Ксюша и вправду опомнилась. Она думала, что к отъезду Ванюшки наймется к кому-нибудь на работу и в ответе за все будет только сама. На работу не поступила. Живет у крестной, и месть может обрушиться на Арину! А когда еще вновь отлучится Ванюшка? Значит, ждать снова? До каких же пор ждать? А может, простить? Примириться?
Сквозь думы, издалека, доносился голос Арины: то тихий, воркующий, она убеждала в чем-то Ксюшу, то голос звучал раздраженно, Арина упрекала, ругала.
— Убежала из-под венца, Осрамила честных людей, а теперь кого-то винит!

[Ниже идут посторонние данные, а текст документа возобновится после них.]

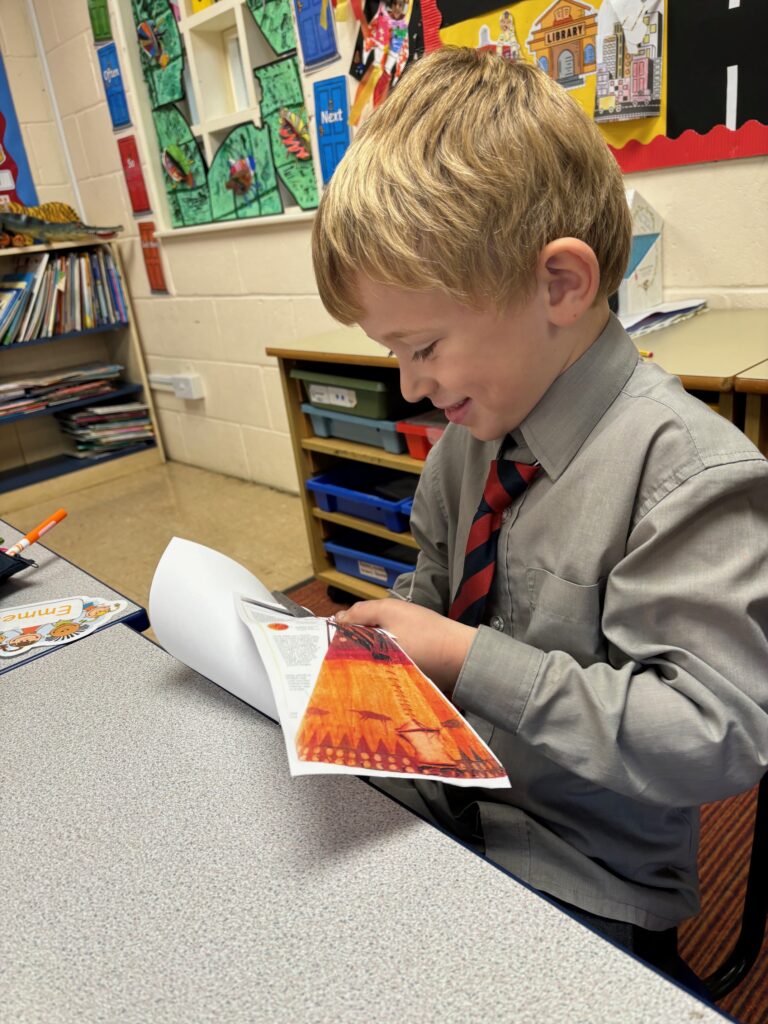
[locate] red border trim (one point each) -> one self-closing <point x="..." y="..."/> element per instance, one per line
<point x="720" y="143"/>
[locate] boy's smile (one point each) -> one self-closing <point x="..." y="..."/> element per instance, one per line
<point x="485" y="370"/>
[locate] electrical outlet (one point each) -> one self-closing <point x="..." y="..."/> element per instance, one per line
<point x="187" y="385"/>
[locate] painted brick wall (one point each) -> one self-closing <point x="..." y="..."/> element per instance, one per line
<point x="235" y="293"/>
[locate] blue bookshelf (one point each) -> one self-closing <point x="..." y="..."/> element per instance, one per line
<point x="38" y="457"/>
<point x="64" y="407"/>
<point x="60" y="465"/>
<point x="14" y="346"/>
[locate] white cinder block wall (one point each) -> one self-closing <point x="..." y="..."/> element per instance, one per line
<point x="236" y="292"/>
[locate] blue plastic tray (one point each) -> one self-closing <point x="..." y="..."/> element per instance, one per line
<point x="372" y="565"/>
<point x="350" y="488"/>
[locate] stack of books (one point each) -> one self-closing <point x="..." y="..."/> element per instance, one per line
<point x="101" y="429"/>
<point x="50" y="294"/>
<point x="42" y="391"/>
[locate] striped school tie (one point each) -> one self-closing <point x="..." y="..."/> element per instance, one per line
<point x="506" y="481"/>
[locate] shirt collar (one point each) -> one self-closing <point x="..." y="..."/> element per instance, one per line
<point x="574" y="402"/>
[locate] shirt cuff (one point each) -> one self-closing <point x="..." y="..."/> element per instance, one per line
<point x="497" y="678"/>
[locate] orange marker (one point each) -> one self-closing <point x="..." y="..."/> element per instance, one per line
<point x="37" y="532"/>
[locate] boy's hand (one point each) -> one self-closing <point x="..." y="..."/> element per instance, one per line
<point x="436" y="644"/>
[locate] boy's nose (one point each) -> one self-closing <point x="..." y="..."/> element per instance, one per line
<point x="415" y="384"/>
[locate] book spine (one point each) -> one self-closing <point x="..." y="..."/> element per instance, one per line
<point x="117" y="287"/>
<point x="112" y="309"/>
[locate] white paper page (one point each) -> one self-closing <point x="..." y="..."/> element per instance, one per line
<point x="190" y="610"/>
<point x="628" y="321"/>
<point x="293" y="651"/>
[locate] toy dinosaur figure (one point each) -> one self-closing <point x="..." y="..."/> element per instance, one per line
<point x="23" y="225"/>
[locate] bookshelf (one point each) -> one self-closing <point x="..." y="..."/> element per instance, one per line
<point x="35" y="465"/>
<point x="349" y="349"/>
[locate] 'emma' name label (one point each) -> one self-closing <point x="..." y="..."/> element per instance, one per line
<point x="47" y="611"/>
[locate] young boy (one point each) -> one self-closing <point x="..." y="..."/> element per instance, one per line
<point x="602" y="626"/>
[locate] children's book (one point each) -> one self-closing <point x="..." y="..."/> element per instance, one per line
<point x="348" y="698"/>
<point x="54" y="623"/>
<point x="36" y="263"/>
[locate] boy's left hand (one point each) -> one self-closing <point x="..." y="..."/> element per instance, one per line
<point x="438" y="645"/>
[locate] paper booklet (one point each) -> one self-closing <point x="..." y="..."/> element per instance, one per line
<point x="348" y="698"/>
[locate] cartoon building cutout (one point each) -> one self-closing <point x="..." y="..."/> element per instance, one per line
<point x="563" y="42"/>
<point x="506" y="43"/>
<point x="629" y="71"/>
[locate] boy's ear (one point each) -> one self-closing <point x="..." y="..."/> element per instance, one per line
<point x="569" y="276"/>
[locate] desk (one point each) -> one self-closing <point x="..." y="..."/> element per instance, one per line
<point x="55" y="577"/>
<point x="709" y="350"/>
<point x="161" y="866"/>
<point x="755" y="383"/>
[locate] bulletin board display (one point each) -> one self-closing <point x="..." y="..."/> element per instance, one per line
<point x="669" y="82"/>
<point x="15" y="178"/>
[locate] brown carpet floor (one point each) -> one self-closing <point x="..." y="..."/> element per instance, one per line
<point x="724" y="857"/>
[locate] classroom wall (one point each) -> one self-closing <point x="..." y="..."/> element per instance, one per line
<point x="237" y="291"/>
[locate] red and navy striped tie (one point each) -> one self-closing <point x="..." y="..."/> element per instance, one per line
<point x="506" y="481"/>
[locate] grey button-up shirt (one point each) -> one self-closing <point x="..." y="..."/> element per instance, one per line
<point x="623" y="679"/>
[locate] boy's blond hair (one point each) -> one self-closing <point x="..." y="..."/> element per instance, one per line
<point x="460" y="179"/>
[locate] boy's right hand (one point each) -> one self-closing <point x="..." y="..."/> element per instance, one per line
<point x="438" y="645"/>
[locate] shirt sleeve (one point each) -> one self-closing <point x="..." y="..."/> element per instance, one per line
<point x="678" y="713"/>
<point x="429" y="585"/>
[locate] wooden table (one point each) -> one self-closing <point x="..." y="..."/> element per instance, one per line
<point x="710" y="350"/>
<point x="755" y="383"/>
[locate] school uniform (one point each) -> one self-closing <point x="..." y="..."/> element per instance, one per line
<point x="622" y="678"/>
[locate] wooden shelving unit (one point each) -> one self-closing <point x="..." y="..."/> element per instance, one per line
<point x="34" y="463"/>
<point x="350" y="349"/>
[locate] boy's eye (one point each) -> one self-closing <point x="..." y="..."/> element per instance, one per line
<point x="424" y="353"/>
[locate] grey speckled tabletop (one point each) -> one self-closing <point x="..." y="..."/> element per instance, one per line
<point x="54" y="577"/>
<point x="159" y="865"/>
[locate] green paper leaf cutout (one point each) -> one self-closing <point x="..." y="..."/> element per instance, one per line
<point x="184" y="172"/>
<point x="273" y="17"/>
<point x="160" y="49"/>
<point x="242" y="178"/>
<point x="284" y="114"/>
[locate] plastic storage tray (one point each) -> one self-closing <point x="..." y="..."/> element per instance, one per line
<point x="367" y="492"/>
<point x="371" y="557"/>
<point x="371" y="398"/>
<point x="421" y="432"/>
<point x="381" y="433"/>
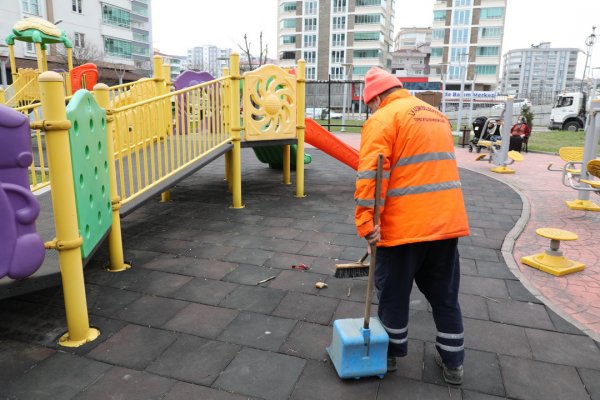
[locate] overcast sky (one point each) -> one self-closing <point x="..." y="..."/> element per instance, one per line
<point x="181" y="24"/>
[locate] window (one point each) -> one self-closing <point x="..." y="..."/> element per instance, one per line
<point x="367" y="19"/>
<point x="493" y="32"/>
<point x="488" y="51"/>
<point x="31" y="7"/>
<point x="288" y="39"/>
<point x="76" y="6"/>
<point x="462" y="17"/>
<point x="337" y="56"/>
<point x="310" y="40"/>
<point x="339" y="22"/>
<point x="485" y="69"/>
<point x="116" y="16"/>
<point x="492" y="13"/>
<point x="79" y="39"/>
<point x="438" y="34"/>
<point x="287" y="23"/>
<point x="310" y="7"/>
<point x="117" y="47"/>
<point x="310" y="24"/>
<point x="366" y="36"/>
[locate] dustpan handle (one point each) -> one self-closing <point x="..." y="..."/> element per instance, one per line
<point x="378" y="175"/>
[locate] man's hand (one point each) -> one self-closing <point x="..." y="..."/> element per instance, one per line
<point x="374" y="236"/>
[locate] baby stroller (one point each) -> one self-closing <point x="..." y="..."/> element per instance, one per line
<point x="484" y="130"/>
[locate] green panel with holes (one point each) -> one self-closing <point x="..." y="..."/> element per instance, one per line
<point x="87" y="137"/>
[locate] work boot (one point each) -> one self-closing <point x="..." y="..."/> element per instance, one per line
<point x="452" y="376"/>
<point x="392" y="364"/>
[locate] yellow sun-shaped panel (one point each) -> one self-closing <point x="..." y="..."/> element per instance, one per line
<point x="269" y="104"/>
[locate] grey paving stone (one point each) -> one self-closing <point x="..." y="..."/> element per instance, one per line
<point x="151" y="311"/>
<point x="201" y="320"/>
<point x="194" y="359"/>
<point x="122" y="383"/>
<point x="528" y="379"/>
<point x="308" y="341"/>
<point x="297" y="280"/>
<point x="253" y="298"/>
<point x="484" y="335"/>
<point x="257" y="330"/>
<point x="207" y="291"/>
<point x="262" y="374"/>
<point x="246" y="274"/>
<point x="60" y="376"/>
<point x="133" y="346"/>
<point x="488" y="287"/>
<point x="304" y="307"/>
<point x="187" y="391"/>
<point x="520" y="313"/>
<point x="319" y="380"/>
<point x="17" y="358"/>
<point x="580" y="351"/>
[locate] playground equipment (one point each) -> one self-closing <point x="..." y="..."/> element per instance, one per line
<point x="552" y="260"/>
<point x="25" y="89"/>
<point x="576" y="174"/>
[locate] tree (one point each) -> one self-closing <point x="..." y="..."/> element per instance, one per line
<point x="262" y="55"/>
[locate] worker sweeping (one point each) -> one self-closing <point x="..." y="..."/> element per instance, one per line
<point x="422" y="216"/>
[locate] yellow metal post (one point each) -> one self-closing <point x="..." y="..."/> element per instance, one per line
<point x="68" y="241"/>
<point x="234" y="115"/>
<point x="115" y="240"/>
<point x="300" y="102"/>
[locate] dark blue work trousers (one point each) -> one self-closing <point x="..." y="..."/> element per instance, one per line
<point x="435" y="268"/>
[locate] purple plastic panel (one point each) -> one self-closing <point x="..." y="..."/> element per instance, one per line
<point x="21" y="248"/>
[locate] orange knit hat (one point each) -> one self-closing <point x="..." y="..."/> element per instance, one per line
<point x="378" y="81"/>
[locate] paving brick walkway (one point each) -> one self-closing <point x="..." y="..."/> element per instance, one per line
<point x="189" y="321"/>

У меня кажинное утро, как встану, сердце сжимается, не намазали ли дегтем ворота? Тетка Матрена месяц глаз просушить не могла, как ты опозорила их. Вспомнит — и в слезы. Ванька спился совсем. Я, если б не кресна тебе…
Медленно, как сквозь туман, проступало значение слов Арины.
— Значит, Устин… и Матрена сказали, што я сбежала с Сысоем… Так вот почему по их наущению меня не берут на работу?
— А кто же беглу невесту возьмет? Такие обиды, Ксюшенька, до гроба не забываются.
— Вон оно как! Выходит, сбежала я? Смиловалась с Сысоем. Обидела Устина с Матреной! Ну уж нет, не прощу!
Оттолкнула Арину и выбежала на улицу. Скрипнули ступеньки крыльца под ногами Ксюши и тишина наступила, неслышны шаги по траве.
— Ксюша, вернись… — не получая ответа, Арина хитрила: — Я тебе што-то еще скажу.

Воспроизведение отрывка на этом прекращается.